Numerical experiments are an essential ingredient in the development of new DA algorithms. Implementation of numerical experiments for DA involves linear algebra routines, a numerical model along with time integration routines, and an assimilation algorithm. Currently available testing environments for DA applications are either very simplistic or very general, many are tied to specific models, and are usually completely written in a specific language. A researcher who wants to test a new algorithm with different numerical models written in different languages might have to re-implement his/her algorithm using the specific settings of each model. A unified testing environment for DA is important to enable researchers to explore different aspects of various filtering and smoothing algorithms with minimal coding effort.

The DA Research Section (DAReS) at the National Center for Atmospheric Research (NCAR) provides DART as a community facility for ensemble filtering. The DART platform is currently the gold standard for ensemble-based Kalman filtering algorithm implementations. It is widely used in both research and operational settings, and interfaces to most important geophysical numerical models are available. DART employs a modular programming approach and adheres strictly to solid software engineering principles. DART has a long history, and is continuously well maintained; new ensemble-based Kalman filtering algorithms that appear in the literature are routinely added to its library. Moreover it gives access to practical, and well-established parallel algorithms. DART is, by design, very general in order to support operational settings with many types of geophysical models. Using DART requires a non-trivial learning overhead. The fact that DART is mainly written in Fortran makes it a very efficient testing platform, however this limits to some extent the ability to easily employ third party implementations of various components.

Matlab programs are often used to test new algorithmic ideas due to its ease of implementation. A popular set of Matlab tools for ensemble-based DA algorithms is provided by the Nansen Environmental and Remote Sensing Center (NERSC), with the code available from the web page http://enkf.nersc.no/Code. A Matlab toolbox for uncertainty quantification (UQ) is UQLab. Matlab is generally a very useful environment for small-to-medium scale numerical experiments.

Python is a modern and popular scripting language that gives the power of reusing existing pieces of code via inheritance. Python is widely known to be a powerful scripting tool for scientific applications that can be used to glue legacy codes. This can be achieved by writing wrappers that can act as interfaces. Building wrappers around existing C, and Fortran code is a common practice in scientific research.
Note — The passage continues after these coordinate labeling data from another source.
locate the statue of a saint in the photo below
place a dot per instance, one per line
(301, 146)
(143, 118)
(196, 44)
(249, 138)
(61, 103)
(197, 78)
Several automatic wrapper generation tools, such as SWIG and F2PY, are available to create proper interfaces between Python and low-level languages. While translating Matlab code to Python is a relatively easy task, one can call Matlab functions from Python using the Matlab Engine API. Moreover, Python is available on virtually all Linux, MacOS, and Windows platforms, and therefore Python software has excellent portability. When using Python instead of Fortran or C one generally trades some computational performance for programming productivity. The performance penalty in the scientific calculations is minimized by delegating computationally intensive tasks to compiled languages such as Fortran. This approach is followed by the scientific computing Python modules Numpy and Scipy. This allows to write scientific Python code that is computationally efficient.

DATeS is intended to be an {it open-source, extendable} package positioned between the simple typical research-grade implementations and the professional implementation of DART, but with the capability to utilize large physical models. Students can use it as an interactive learning tool, and researchers can use it as experimental testing pad where they can focus on coding only their new ideas without worrying much about the other pieces of the DA process.The code developed by a researcher in the DATeS framework should fit with all other pieces in the package with minimal-to-no effort, as long as the programmer follows the flexible rules of DATeS.